Para lograr el normal funcionamiento de cualquier vida social, es imprescindible que exista un cierto nivel básico de unidad de acción, de cooperación y de integración. Ahora bien, parece inevitable que la vida colectiva cuente con unos cauces regularizados de actuación. De tal modo, que ni siquiera es imaginable una convivencia permanente sin un orden social que delimite diversos ámbitos de actividad de cada individuo.
La experiencia histórica demuestra que toda agrupación de personas tiende a segregar formas estables de convivencia, puesto que los grupos sólo pueden salvar el caos y la disolución si disponen de un sistema social mínimamente codificado. Por otra parte, esa ordenación colectiva se ve sostenida y apoyada, en primer lugar, por una presión que el grupo ejerce sobre cada uno de sus miembros para que la respete y la cumpla. Y en segundo lugar, por la acción de uno órganos que garantizan que las relaciones sociales se desarrollen dentro de los límites del orden establecido.

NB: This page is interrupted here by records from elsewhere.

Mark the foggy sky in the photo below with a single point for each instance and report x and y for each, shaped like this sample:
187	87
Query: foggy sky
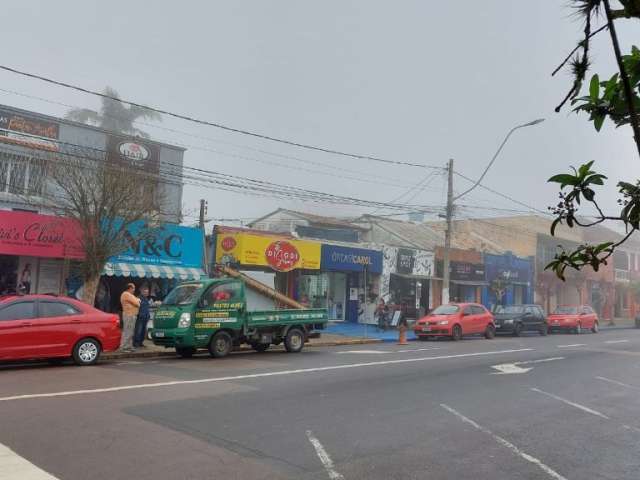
420	81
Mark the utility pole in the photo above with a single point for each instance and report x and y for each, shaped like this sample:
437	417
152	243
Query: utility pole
203	212
447	235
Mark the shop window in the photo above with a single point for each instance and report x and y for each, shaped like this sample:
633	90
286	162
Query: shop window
17	311
57	309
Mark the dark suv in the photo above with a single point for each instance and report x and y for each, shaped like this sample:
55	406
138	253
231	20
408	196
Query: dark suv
515	319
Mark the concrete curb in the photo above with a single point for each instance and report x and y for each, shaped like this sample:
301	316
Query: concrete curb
171	353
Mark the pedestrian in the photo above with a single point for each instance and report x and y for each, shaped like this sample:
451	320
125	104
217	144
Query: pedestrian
144	314
130	306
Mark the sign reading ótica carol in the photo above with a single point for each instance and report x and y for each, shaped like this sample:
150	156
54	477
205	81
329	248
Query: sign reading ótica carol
278	253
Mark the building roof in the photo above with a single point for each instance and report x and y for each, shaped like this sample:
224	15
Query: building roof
314	219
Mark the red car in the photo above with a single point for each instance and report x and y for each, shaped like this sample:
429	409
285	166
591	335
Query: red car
573	318
456	320
45	326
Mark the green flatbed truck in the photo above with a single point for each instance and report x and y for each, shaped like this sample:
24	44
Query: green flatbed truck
218	314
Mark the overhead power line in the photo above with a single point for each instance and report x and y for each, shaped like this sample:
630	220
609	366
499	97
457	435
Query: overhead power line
189	118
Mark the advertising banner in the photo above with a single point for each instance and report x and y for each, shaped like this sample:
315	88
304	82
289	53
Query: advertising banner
280	254
28	131
350	259
167	244
31	234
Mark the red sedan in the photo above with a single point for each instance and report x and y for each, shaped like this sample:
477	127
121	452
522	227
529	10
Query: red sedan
45	326
456	320
573	318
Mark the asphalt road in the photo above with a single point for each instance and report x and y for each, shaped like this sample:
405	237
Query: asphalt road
567	407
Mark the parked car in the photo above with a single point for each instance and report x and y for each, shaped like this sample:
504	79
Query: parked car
50	327
455	320
515	319
573	318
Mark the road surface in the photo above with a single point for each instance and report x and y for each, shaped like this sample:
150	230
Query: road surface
557	407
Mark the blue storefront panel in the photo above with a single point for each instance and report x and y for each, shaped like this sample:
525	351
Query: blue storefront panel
347	259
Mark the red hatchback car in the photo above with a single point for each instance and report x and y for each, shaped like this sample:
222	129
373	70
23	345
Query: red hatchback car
45	326
455	320
573	318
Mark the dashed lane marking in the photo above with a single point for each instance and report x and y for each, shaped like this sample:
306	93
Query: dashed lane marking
505	443
13	466
258	375
324	457
573	404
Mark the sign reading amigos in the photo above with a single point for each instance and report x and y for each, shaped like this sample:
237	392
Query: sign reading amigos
31	234
278	253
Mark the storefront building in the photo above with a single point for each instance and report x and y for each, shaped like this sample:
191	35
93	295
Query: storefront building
349	282
509	280
37	252
406	281
157	258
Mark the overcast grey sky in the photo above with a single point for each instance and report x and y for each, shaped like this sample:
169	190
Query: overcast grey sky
418	81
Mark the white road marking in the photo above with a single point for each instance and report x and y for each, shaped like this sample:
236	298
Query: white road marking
505	443
514	368
257	375
13	466
324	457
616	382
573	404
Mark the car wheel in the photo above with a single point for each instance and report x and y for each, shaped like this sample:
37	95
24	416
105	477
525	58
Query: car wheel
294	341
544	329
517	330
220	345
490	332
185	352
260	347
86	352
456	333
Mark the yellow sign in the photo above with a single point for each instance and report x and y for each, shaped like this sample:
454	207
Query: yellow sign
278	253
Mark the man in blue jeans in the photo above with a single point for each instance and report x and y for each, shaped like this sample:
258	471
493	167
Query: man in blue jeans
143	317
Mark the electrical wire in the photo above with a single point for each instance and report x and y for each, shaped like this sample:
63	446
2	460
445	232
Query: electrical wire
212	124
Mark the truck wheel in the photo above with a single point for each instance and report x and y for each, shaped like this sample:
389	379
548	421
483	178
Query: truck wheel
260	347
185	352
220	345
294	341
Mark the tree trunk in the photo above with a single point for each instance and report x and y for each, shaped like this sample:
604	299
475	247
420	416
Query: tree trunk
90	290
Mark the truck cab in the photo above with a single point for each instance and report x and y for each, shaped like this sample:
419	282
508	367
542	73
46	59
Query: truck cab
218	314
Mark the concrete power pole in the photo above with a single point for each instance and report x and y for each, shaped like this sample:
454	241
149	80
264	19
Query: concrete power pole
447	235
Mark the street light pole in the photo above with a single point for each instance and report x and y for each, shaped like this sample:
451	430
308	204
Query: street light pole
448	233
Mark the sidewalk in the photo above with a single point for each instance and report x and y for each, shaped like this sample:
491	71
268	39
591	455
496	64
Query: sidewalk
326	340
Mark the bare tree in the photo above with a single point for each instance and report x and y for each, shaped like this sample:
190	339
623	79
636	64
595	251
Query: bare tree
114	116
105	196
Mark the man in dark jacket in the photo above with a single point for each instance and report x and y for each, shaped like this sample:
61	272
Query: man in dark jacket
144	314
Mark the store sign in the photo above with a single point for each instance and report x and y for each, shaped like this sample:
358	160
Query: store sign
405	261
279	254
31	234
338	258
464	271
167	244
28	131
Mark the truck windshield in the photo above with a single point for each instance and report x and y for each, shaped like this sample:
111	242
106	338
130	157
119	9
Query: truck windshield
509	309
183	294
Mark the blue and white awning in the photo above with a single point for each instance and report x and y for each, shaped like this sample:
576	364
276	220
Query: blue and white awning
153	271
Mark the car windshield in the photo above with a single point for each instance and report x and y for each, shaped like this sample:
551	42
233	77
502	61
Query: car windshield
509	309
566	310
446	310
183	294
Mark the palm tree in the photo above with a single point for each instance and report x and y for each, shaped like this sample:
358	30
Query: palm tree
114	116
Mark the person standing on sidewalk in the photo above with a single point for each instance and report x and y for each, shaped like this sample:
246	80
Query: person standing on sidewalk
144	314
130	306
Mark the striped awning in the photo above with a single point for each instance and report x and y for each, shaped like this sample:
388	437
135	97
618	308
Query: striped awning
153	271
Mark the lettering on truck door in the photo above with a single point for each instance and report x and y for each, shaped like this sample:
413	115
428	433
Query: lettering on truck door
220	307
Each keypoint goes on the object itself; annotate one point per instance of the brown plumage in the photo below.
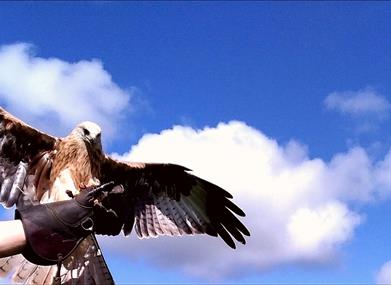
(158, 199)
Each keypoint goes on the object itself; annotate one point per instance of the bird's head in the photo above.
(89, 132)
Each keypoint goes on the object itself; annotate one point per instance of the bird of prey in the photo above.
(157, 199)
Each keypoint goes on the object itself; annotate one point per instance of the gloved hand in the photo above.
(54, 230)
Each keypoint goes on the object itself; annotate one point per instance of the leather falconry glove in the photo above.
(54, 230)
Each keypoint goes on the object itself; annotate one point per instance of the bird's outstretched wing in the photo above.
(24, 157)
(25, 164)
(166, 199)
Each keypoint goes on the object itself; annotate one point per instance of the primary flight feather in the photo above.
(157, 199)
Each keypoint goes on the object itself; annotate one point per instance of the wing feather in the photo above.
(166, 199)
(20, 145)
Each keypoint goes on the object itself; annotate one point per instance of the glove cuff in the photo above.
(54, 230)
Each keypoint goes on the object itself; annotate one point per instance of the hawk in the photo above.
(157, 199)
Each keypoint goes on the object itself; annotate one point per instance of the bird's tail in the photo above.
(86, 266)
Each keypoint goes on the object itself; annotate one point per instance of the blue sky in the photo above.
(296, 93)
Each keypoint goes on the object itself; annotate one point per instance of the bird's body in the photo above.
(159, 199)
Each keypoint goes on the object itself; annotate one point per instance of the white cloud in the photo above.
(35, 89)
(297, 207)
(362, 102)
(384, 274)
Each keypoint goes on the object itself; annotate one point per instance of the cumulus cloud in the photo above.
(362, 102)
(298, 208)
(54, 94)
(384, 274)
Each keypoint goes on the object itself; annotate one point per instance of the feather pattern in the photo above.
(158, 199)
(166, 199)
(31, 163)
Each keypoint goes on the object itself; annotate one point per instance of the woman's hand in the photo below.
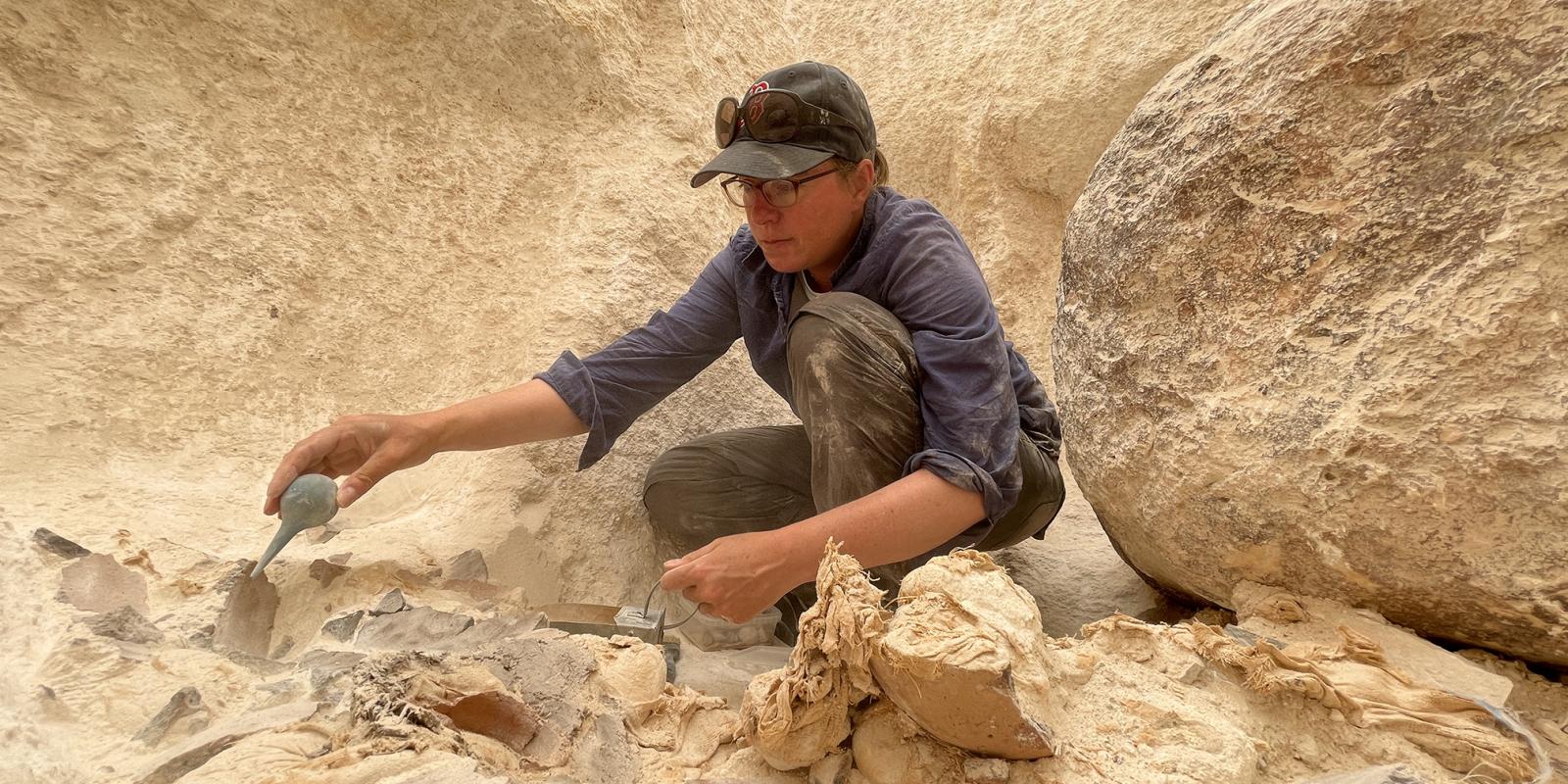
(736, 577)
(365, 446)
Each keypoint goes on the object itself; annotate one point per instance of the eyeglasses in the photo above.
(772, 115)
(778, 193)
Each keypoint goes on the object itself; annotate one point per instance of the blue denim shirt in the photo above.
(976, 391)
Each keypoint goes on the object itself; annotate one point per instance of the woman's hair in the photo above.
(880, 162)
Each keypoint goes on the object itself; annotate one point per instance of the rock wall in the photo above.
(1309, 326)
(226, 223)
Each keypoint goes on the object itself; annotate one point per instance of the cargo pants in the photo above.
(855, 381)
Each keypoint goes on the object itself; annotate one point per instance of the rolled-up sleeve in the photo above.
(613, 386)
(968, 405)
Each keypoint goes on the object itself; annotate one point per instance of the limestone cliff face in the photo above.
(221, 224)
(1311, 318)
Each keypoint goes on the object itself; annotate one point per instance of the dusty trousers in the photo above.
(855, 386)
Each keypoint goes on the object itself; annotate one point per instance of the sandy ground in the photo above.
(226, 223)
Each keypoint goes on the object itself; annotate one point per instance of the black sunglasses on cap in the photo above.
(772, 115)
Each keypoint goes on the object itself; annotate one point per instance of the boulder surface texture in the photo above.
(1311, 318)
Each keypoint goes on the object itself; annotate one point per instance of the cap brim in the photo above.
(760, 161)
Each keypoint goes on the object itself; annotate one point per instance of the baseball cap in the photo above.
(815, 83)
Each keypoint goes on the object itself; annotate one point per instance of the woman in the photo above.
(921, 427)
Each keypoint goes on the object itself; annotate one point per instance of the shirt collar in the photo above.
(862, 237)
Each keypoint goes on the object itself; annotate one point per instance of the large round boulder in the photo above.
(1311, 318)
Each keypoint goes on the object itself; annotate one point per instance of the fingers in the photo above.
(692, 556)
(381, 463)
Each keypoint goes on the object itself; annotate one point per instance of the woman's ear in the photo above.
(864, 177)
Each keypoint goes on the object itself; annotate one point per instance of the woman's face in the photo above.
(819, 227)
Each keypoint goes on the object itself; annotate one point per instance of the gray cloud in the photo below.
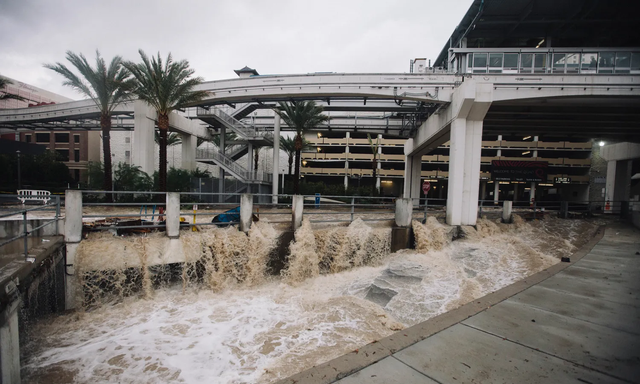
(278, 36)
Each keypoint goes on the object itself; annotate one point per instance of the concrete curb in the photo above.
(354, 361)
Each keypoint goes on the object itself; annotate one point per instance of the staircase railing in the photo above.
(234, 168)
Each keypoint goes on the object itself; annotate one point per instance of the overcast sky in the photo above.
(216, 37)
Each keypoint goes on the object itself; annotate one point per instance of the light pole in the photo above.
(19, 179)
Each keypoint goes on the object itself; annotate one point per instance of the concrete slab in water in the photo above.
(598, 347)
(387, 371)
(461, 354)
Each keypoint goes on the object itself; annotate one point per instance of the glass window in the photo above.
(559, 61)
(573, 62)
(635, 61)
(64, 154)
(511, 61)
(623, 60)
(495, 60)
(526, 62)
(589, 62)
(540, 62)
(62, 137)
(479, 60)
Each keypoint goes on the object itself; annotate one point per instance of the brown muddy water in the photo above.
(221, 317)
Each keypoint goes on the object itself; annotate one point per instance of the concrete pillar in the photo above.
(456, 171)
(532, 191)
(506, 211)
(471, 180)
(172, 214)
(221, 149)
(143, 137)
(9, 338)
(72, 238)
(346, 162)
(189, 143)
(246, 212)
(297, 209)
(276, 158)
(404, 212)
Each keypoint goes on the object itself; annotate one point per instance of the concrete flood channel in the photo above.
(332, 290)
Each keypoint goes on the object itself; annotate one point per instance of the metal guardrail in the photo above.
(25, 228)
(246, 176)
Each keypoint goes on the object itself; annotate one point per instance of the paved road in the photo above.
(575, 324)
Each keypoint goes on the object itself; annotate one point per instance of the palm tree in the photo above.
(173, 138)
(301, 116)
(166, 87)
(107, 86)
(288, 145)
(6, 95)
(374, 150)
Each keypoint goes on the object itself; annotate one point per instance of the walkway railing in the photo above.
(27, 229)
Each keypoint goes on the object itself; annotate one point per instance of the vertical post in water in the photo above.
(25, 234)
(506, 211)
(72, 238)
(246, 211)
(173, 215)
(297, 208)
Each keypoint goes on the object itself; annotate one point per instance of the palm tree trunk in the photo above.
(163, 127)
(105, 124)
(296, 177)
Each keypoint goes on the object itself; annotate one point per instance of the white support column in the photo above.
(456, 171)
(173, 214)
(404, 212)
(143, 137)
(471, 181)
(72, 238)
(379, 164)
(346, 162)
(297, 210)
(276, 158)
(189, 143)
(221, 149)
(246, 212)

La existencia de unas reglas de actuación es lo que garantiza a los miembros del grupo la calculabilidad del modo en que se va a desarrollar la interacción social, quedando así confirmada esa "seguridad" de la propia vida que es la meta a la que aspiran los individuos dentro de la trama social.
Así, las normas sociales de conducta son una consecuencia natural de esta vida y un instrumento imprescindible para su consolidación y desarrollo.